Members of the Kansas Legislature are right to be cautious in how they allocate the state’s share of federal stimulus funds.
Kansas is expected to receive about $1.7 billion of the $787 billion included in the American Recovery and Reinvestment Act, approved by Congress and signed by the president last month. That money could be a boon for the state or an albatross, depending on how it is used.
Portions of the money have been designated for specific purposes, including transportation, K-12 education and higher education, but within those categories decisions will have to be made about exactly how the money should be spent.
As legislators approach those decisions, they should be guided by two primary factors: The money should be directed at one-time expenditures that won’t create new programs or facilities that will require state support after the stimulus funds are gone, and top priority should be given to creating new jobs that will stimulate the state economy.
With that in mind, dedicating a portion of the stimulus funds to the many deferred maintenance projects at state universities is an ideal project.
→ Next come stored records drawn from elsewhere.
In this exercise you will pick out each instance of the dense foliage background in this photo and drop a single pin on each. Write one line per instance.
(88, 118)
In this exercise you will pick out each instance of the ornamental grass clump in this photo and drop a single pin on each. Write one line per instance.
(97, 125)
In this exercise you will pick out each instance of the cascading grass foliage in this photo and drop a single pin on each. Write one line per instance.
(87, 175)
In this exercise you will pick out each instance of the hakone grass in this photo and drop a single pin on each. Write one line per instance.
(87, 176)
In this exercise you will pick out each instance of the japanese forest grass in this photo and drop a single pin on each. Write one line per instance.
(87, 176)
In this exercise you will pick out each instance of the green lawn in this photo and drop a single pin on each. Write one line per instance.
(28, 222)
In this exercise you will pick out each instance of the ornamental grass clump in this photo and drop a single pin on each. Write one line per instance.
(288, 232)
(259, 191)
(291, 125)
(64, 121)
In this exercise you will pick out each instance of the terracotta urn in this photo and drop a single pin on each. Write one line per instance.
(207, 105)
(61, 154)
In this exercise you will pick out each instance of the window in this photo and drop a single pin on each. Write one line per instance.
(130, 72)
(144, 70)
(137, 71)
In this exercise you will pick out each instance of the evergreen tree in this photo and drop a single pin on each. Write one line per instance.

It would provide construction jobs and allow universities to complete projects that the state has been unable to fund. When the projects are completed, universities may actually see a reduction in their operating costs based on energy savings and better efficiency.
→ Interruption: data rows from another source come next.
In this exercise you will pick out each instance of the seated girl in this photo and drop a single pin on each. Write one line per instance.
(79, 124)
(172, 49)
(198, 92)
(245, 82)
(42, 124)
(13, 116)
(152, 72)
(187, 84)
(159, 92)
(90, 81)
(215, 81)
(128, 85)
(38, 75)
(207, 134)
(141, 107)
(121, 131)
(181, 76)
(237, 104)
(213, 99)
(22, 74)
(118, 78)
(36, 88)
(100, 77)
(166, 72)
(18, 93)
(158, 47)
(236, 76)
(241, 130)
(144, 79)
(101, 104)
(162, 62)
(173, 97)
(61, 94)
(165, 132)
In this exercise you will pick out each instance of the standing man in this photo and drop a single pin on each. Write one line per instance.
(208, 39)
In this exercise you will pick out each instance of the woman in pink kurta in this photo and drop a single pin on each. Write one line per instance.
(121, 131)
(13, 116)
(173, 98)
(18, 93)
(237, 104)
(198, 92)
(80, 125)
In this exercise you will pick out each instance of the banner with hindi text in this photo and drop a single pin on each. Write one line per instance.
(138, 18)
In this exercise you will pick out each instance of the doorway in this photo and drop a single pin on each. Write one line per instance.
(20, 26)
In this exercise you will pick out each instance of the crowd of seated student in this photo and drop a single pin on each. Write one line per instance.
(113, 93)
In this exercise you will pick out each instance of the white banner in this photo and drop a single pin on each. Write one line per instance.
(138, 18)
A recent study by the Docking Institute of Public Affairs estimated that every $1 million spent on university deferred maintenance projects creates 19 new jobs and generates an economic impact of $2.2 million in the state.
Examples of a poor use of funds would be to fund construction of new buildings that would add to overall maintenance costs down the road or new programs that would require new staff and additional salaries.
The same principle applies to other proposed uses of the stimulus money. For instance, highway projects that could be completed while stimulus funds are available would provide jobs and perhaps lower maintenance costs in the future.
Lawmakers should be careful to commit to spending only money the state is sure to get and not on what they hope might be forthcoming in later years. There’s no reason for state lawmakers to turn down stimulus money, but there is every reason for them to be careful how that money is used. Directing that money at one-time projects that provide jobs and address state needs could give the state economy a shot in the arm without putting an additional burden on future budgets.